His clients will get haircuts.
His clients will get good haircuts.
All of his clients will get good haircuts.
Jennifer’s lesson 8: Stress patterns Video a – introduction Video b – cont.: stress for emphasis Video c – reading practice
Jennifer’s lesson 9: Advanced Stress Patterns Video a – follow-up lesson on rhythm Video b – cont.: emphasis on last content word Video c – exercises
Carol Graham trains teachers how to use jazz chants to teach pronunciation. They’re great energizers and get learners speaking faster than they can think – one of the elements of fluency.
I’ll be doing some jazz chants in the telephoning part of a compact course next week, first giving them some jazz chant minis (see below), and then having them notice stress patterns as we start using each phrase (i.e. finding the onset and tonic syllables, trying out how the meaning changes when patterns change). Carol Graham says it’s very difficult for non-native speakers to put together jazz chants, so if they do discover rhythm patterns on their own, going as far as making their own chants, that’s very impressive. Anyway, I’ll give them short chants, like these:
Hold on, __ I’ll put you through. OK, I’ll get back to you.
I’ll fax it to you. I’ll give you a call. I’ll call you right back. No, I’ll wait for your call.
Let me see if he’s in. I think he’s gone out. He’ll be back at 1. Shall I have him call you?

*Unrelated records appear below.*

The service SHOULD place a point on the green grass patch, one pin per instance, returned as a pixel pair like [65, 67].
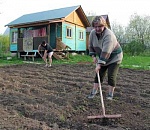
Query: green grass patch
[136, 62]
[132, 62]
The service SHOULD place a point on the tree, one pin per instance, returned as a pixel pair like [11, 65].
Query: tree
[139, 29]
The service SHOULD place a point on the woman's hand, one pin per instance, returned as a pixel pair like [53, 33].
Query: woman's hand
[98, 67]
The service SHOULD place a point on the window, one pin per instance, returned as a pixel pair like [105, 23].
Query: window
[14, 37]
[81, 35]
[69, 32]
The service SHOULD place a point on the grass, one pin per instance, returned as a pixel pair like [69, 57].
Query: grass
[136, 62]
[133, 62]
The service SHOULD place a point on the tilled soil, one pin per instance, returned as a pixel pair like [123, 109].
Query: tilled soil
[33, 97]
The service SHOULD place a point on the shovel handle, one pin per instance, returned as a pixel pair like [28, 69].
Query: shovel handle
[101, 95]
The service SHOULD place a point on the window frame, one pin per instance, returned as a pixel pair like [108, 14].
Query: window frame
[14, 37]
[81, 35]
[69, 32]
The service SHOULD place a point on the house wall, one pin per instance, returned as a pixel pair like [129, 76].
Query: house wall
[80, 43]
[13, 45]
[71, 42]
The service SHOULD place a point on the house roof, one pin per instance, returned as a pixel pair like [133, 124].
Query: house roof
[47, 16]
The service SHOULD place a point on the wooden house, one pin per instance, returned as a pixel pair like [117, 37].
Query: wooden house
[63, 28]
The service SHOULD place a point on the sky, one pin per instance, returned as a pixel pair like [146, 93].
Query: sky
[118, 11]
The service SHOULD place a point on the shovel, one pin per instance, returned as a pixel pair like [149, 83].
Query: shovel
[104, 115]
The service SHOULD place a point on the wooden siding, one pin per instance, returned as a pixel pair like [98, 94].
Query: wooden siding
[69, 41]
[36, 42]
[80, 44]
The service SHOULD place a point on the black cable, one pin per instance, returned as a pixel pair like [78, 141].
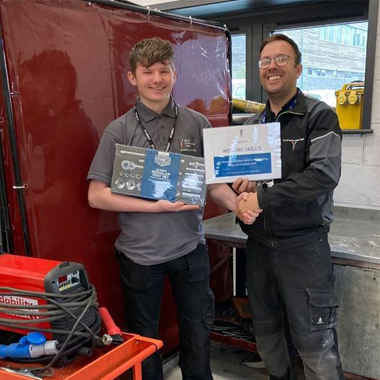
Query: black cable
[54, 311]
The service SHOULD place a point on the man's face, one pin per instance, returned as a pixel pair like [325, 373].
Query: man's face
[280, 82]
[154, 83]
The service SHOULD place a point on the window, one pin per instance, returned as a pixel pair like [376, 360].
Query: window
[332, 55]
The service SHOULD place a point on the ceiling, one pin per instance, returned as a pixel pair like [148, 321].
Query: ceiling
[198, 8]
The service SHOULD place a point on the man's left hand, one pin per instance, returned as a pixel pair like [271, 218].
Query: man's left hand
[247, 207]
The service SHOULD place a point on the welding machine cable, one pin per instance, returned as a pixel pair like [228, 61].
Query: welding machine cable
[33, 345]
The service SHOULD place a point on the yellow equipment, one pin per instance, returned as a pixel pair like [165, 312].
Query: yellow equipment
[349, 105]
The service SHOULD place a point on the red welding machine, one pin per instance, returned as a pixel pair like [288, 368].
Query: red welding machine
[53, 297]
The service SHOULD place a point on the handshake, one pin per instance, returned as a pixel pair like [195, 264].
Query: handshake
[247, 205]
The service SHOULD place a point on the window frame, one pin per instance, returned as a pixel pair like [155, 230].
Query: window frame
[304, 15]
[269, 28]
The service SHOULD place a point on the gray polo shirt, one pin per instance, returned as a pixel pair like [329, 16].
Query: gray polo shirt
[153, 238]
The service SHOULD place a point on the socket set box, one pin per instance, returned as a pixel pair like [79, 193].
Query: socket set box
[153, 174]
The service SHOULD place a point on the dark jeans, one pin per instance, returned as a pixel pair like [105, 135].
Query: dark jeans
[295, 285]
[189, 278]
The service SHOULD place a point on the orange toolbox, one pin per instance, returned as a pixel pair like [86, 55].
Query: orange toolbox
[105, 363]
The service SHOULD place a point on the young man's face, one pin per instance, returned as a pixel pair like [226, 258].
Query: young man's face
[280, 82]
[154, 84]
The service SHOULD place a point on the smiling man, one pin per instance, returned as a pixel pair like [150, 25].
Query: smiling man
[290, 278]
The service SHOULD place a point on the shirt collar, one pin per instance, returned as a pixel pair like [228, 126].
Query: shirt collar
[270, 116]
[147, 115]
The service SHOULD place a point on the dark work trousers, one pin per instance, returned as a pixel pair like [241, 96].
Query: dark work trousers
[295, 285]
[189, 278]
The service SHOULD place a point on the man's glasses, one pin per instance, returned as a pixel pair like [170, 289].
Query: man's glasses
[280, 60]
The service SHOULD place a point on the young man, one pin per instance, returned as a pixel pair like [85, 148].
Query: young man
[290, 277]
[160, 238]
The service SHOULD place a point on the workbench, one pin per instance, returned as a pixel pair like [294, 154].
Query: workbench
[355, 249]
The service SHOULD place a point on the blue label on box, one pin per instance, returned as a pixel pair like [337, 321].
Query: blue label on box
[160, 175]
[241, 165]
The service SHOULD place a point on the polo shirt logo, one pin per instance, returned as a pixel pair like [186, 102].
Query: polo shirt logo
[162, 159]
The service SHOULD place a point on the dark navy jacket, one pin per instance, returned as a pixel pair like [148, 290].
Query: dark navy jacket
[299, 204]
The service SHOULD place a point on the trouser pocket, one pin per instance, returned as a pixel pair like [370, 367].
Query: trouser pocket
[322, 308]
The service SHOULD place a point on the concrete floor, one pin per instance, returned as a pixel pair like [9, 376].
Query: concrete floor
[227, 363]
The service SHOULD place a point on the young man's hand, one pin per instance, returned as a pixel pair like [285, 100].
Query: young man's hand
[242, 185]
[166, 206]
[247, 207]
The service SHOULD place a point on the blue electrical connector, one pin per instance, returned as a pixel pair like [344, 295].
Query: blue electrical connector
[32, 345]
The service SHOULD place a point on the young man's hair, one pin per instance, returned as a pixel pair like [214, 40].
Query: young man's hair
[283, 37]
[150, 51]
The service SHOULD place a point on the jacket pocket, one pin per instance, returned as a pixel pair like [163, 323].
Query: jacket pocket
[322, 308]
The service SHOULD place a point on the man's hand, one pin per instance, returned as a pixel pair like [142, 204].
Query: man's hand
[166, 206]
[242, 185]
[247, 207]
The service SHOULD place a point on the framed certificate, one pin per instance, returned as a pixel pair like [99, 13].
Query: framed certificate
[252, 151]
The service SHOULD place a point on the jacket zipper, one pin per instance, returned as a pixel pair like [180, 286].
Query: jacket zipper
[265, 224]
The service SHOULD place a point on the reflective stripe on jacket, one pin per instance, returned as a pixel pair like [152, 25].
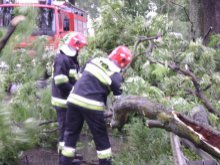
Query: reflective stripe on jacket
[104, 154]
[99, 78]
[65, 69]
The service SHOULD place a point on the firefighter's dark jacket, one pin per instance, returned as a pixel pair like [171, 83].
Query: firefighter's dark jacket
[65, 69]
[99, 77]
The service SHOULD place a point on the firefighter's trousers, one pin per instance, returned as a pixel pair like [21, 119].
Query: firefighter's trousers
[61, 119]
[74, 122]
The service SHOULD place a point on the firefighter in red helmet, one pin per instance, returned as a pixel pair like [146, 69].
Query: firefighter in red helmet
[87, 102]
[64, 76]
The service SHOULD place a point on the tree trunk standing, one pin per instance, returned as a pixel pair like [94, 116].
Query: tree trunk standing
[211, 15]
[196, 18]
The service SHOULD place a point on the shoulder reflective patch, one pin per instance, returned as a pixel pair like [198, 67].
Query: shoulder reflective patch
[60, 79]
[58, 102]
[85, 102]
[104, 154]
[73, 73]
[68, 151]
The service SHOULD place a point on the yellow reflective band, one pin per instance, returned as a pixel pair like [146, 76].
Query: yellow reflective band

I’ll make sure she gets your message. Let me see what I can do. I’ll make sure she calls you back. Let me read that back to you.
I like having learners get up and clap their hands or snap their fingers, or do arm movements to go with these.
Hat tip to Nik Peachey. A nice little video to introduce reluctant learners to the usefulness of pronunciation practice, isn’t it? I’d ask students to rank the speakers according to whom they’d have most trouble communicating with.